We left Tuesday morning and barely made it a kilometer before Isaiah got a flat, so we spent a nice hour by Lake Warren while he went back to Kroka for a new tire. Then we pulled ourselves together and biked 34.6 km through forests and over mountains in a thunderstorm to Hillside Springs farm. We arrived soaked just after the clouds parted and the sun began to shine though and warm our tired bodies. That night we set camp in a magical spot in the woods next to the horse pasture, and awoke early to pull and top onions and learn from Frank the farmer about New England history, biodynamic farming and his own vision of how to feed a community. Frank and his wife Kim came to the land in the early 2000s with a vision of an organic farm powered by horses (seriously, they have four beautiful horses and no tractors.) Now they run a CSA that feeds 100 families, and grow everything with love according to biodynamic and organic standards. It was truly inspiring to see a small family farm thriving and setting an fabulous example of organic, local eating.

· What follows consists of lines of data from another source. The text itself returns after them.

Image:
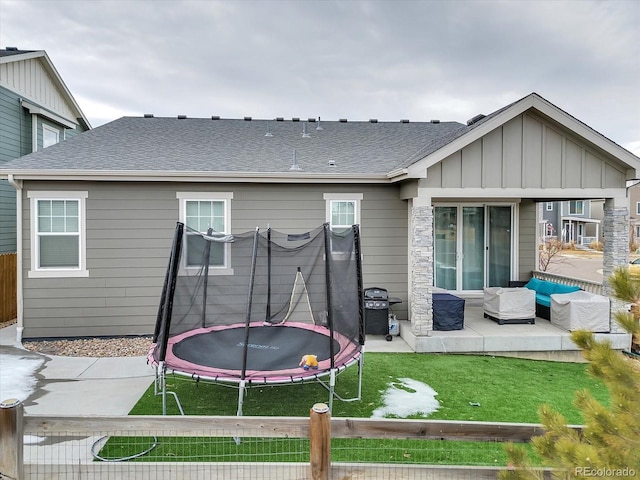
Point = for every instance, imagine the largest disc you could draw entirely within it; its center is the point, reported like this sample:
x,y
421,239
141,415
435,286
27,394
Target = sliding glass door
x,y
473,246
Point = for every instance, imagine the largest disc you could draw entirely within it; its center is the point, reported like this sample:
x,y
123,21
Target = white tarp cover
x,y
580,311
510,303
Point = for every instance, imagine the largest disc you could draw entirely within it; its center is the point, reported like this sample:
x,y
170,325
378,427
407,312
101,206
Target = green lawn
x,y
506,389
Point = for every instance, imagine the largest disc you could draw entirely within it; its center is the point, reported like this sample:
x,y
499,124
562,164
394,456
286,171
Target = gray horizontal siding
x,y
129,233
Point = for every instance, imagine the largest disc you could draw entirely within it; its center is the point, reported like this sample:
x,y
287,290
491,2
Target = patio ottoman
x,y
510,305
448,312
580,311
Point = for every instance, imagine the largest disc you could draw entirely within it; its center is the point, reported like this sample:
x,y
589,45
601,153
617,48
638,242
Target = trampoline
x,y
283,297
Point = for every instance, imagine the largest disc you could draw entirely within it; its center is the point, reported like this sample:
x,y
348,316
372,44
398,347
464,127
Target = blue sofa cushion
x,y
547,288
533,284
565,288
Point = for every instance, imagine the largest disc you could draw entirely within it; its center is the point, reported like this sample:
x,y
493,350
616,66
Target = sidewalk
x,y
95,386
75,385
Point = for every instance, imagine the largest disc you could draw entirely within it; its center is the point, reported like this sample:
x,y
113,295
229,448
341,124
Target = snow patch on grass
x,y
406,397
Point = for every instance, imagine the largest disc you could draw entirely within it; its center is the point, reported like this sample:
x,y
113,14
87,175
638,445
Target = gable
x,y
528,151
34,77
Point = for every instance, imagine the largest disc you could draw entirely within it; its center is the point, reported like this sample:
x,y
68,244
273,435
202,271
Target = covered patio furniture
x,y
448,312
510,305
580,311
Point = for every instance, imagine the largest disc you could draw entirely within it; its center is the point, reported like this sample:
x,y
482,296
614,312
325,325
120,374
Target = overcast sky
x,y
389,60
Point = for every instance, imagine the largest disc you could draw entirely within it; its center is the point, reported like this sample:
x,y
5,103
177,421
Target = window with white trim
x,y
342,210
201,212
50,136
576,207
58,234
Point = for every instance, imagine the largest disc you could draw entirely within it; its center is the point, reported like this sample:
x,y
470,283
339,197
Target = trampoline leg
x,y
241,389
332,388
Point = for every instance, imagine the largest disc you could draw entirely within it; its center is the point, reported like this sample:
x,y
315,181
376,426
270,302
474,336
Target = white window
x,y
343,210
576,207
50,136
201,212
58,234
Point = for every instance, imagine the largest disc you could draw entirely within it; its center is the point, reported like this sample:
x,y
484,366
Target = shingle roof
x,y
10,51
237,145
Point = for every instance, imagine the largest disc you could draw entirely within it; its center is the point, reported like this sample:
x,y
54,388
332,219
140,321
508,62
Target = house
x,y
36,110
440,204
634,214
573,221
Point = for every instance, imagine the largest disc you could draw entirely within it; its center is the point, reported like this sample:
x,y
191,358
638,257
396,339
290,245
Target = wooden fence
x,y
319,428
8,286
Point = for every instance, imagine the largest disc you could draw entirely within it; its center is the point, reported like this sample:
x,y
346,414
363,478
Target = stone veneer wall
x,y
615,227
422,262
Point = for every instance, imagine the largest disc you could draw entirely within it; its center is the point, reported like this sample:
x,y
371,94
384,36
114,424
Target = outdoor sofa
x,y
544,289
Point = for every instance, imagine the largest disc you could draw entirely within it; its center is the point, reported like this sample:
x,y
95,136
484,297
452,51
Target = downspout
x,y
17,184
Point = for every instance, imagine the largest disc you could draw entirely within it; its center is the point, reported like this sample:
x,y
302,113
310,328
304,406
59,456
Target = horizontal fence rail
x,y
65,447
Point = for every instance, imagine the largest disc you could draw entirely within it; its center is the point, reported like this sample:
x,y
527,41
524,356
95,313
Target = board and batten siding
x,y
15,141
130,229
526,152
30,79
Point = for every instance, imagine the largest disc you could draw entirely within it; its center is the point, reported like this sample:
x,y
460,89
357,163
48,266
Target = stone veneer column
x,y
615,228
421,268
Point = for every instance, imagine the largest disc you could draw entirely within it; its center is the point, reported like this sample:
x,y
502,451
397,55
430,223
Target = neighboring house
x,y
573,221
36,111
440,204
634,213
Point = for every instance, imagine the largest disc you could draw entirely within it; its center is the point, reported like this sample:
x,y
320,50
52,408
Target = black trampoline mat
x,y
270,348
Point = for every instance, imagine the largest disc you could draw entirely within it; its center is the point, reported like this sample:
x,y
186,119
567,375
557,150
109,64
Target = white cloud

On Thursday we said goodbye to Hillside Springs and biked to Harlow's Farm via a 5-hour detour on trails through the woods. The trail was relatively easy mountain biking most of the time, and we spent a good amount of time on old railroads converted into trails so the paths were flat, sometimes with earth sloping steeply away on each side and sometimes with rock formations growing up around us. While the extra time caused us to push back our schedule, in the end the woods were so enriching that it was worth it. We slept that night in a field at Harlow's Farm and spent the morning working the fields and listening to Paul Harlow's farming story and vision. Harlow's stood out for us in sharp contrast to Hillside Springs. At Hillside Springs Frank is intimately in touch with the land and works hand-in-hand with his customers; at Harlow's, Paul acts as a supervisor and most of the work is done by employees and fancy machinery. Paul dreams of feeding this area of Vermont and New Hampshire someday but right now he ships off the bulk of his delicious organic crops to grocery stores throughout New England.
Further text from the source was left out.